[24hoursupport] Re: Is it okay to never shut computers down?

  • From: "Ron Allen" <chizotz@xxxxxxxxxxx>
  • To: 24hoursupport@xxxxxxxxxxxxx
  • Date: Sun, 21 Jul 2002 13:38:21 -0500

>At work, manager hates it when we shut down computers.  Outside of the
>that we could save electricity by shutting down the comps, should we just 
>leave them on continuously?  Pros/cons?  Thanks.

Hello Lene,

As others have said, this is a point that, for some reason, seems to
generate a lot of debate. I can, therefore, only give you my opinion on the
matter with the reasoning behind why this is my opinion.

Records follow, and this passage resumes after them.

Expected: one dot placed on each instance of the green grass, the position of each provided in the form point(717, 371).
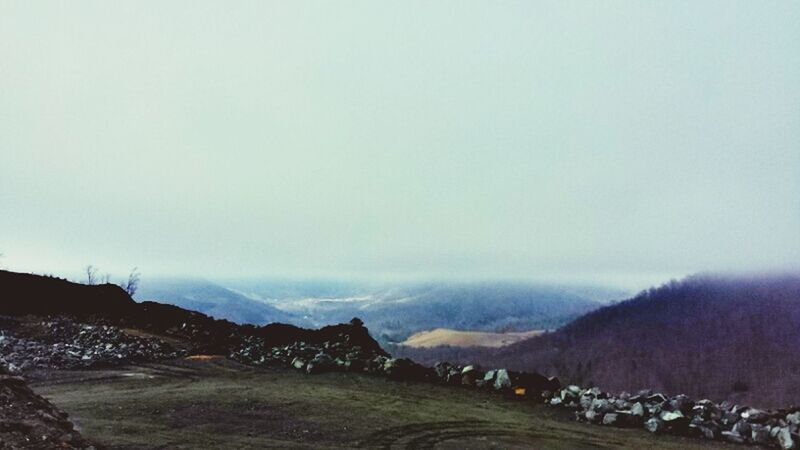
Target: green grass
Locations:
point(222, 405)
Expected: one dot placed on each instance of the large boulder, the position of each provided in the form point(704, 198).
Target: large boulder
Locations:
point(502, 380)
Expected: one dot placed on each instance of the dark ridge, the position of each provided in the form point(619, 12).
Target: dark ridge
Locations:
point(22, 294)
point(723, 338)
point(27, 294)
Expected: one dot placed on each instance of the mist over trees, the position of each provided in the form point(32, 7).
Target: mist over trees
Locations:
point(714, 337)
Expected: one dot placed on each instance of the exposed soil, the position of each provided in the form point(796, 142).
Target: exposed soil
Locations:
point(217, 403)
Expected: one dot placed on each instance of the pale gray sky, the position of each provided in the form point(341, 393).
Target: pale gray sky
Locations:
point(441, 138)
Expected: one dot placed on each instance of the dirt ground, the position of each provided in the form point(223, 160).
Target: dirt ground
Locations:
point(215, 403)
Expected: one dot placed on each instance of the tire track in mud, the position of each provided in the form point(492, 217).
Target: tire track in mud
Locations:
point(429, 435)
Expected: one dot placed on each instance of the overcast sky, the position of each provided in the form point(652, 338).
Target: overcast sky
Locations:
point(433, 138)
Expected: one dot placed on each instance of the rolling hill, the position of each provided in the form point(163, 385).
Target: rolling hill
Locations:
point(707, 336)
point(214, 300)
point(396, 311)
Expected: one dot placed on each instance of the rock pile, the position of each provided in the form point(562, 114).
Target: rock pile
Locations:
point(681, 415)
point(64, 344)
point(29, 421)
point(330, 355)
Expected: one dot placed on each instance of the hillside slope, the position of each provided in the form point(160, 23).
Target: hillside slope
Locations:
point(396, 311)
point(214, 300)
point(715, 337)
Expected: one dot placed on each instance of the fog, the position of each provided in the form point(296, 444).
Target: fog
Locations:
point(593, 140)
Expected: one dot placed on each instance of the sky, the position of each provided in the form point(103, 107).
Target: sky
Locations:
point(616, 140)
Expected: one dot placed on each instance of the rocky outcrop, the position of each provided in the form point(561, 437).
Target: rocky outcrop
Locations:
point(65, 344)
point(703, 419)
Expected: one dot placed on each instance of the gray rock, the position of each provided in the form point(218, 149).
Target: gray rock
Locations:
point(610, 419)
point(502, 380)
point(654, 425)
point(298, 363)
point(785, 440)
point(732, 436)
point(759, 434)
point(670, 416)
point(754, 415)
point(742, 428)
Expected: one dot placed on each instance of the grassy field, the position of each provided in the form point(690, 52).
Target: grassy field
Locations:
point(214, 404)
point(458, 338)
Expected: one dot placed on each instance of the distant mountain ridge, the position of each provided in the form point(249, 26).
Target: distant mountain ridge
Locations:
point(209, 298)
point(396, 311)
point(707, 336)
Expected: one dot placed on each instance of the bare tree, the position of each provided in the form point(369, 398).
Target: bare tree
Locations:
point(91, 274)
point(133, 281)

To state it simply, leave the computer on all the time but, if possible,
have the hard drives and, especially, the monitor set to turn off after an
hour or less, or simply turn the monitor off when leaving but leave the
computer turned on.

Now to explain this point of view. 

First, a traditional CRT monitor is by far the most power-hungry component
in any computer system. Having the monitor turned off saves considerable
electricity. It just makes sense to have the monitor turned off when the
computer is not in use.

Second, solid-state electronics do not suffer "wear and tear" or "aging" as
fast when they are either powered up or powered down. The process that
"ages" solid-state components the most is the power surge that happens when
the power is first applied and, to a generally lesser degree, when power is
removed. Add to this the fact that solid-state electronics operate best
within a certain operating temperature, and so keeping the computer always
"warmed up and ready to go" provides not only the benefit of avoiding the
most damaging process you can put it through but also keeps it ready to go
at the most efficient temperature at all times.

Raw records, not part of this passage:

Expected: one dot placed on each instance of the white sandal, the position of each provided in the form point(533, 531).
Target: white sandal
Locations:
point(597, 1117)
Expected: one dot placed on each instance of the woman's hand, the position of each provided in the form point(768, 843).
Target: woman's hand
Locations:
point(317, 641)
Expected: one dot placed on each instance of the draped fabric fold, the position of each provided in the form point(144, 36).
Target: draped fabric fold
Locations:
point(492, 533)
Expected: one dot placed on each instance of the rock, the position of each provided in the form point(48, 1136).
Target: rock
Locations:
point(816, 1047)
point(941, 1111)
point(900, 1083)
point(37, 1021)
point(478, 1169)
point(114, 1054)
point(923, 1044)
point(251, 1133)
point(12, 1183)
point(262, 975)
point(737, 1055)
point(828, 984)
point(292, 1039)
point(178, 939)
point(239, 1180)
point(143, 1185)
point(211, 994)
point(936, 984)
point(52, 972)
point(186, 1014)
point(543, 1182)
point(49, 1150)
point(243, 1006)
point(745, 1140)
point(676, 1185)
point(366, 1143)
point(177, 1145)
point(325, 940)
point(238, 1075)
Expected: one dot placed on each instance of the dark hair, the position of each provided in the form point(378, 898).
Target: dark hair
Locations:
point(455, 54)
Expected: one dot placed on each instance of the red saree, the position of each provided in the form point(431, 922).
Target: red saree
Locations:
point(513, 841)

Third, disk drives are not entirely solid-state. Drives are virtually the
only parts in computers that have moving parts. This is perhaps the most
debatable point in this entire discussion, because many seem to think that
the wear of being in constant use is less harmful than the process of
spinning the disks up to speed and many others seem to believe the reverse.
I'm torn on this myself, but after long consideration I believe that any
mechanical part in continual use is more likely to fail than the same part
in use only when needed, despite the added burden of spinning up to speed
turning it off may entail.

Many computers, especially older computers with older BIOS programs and
operating systems, can not correctly go into hibernation and shut down the
hard drives and monitor, or (more commonly) they can go into hibernation
correctly but can't "wake up" correctly. If the computer is capable of it,
I suggest using power management to turn the monitor and hard disks off
after a certain time of non-use, generally I use 30 minutes on the monitor
and 45 minutes on the hard drives. If the computer is not capable of waking
up properly, then I would still suggest that leaving it on 24/7 and
physically turning the monitor off when leaving for lunch or overnight is a
better compromise than turning the whole unit off.

Sorry there isn't a cut and dried answer for you on this.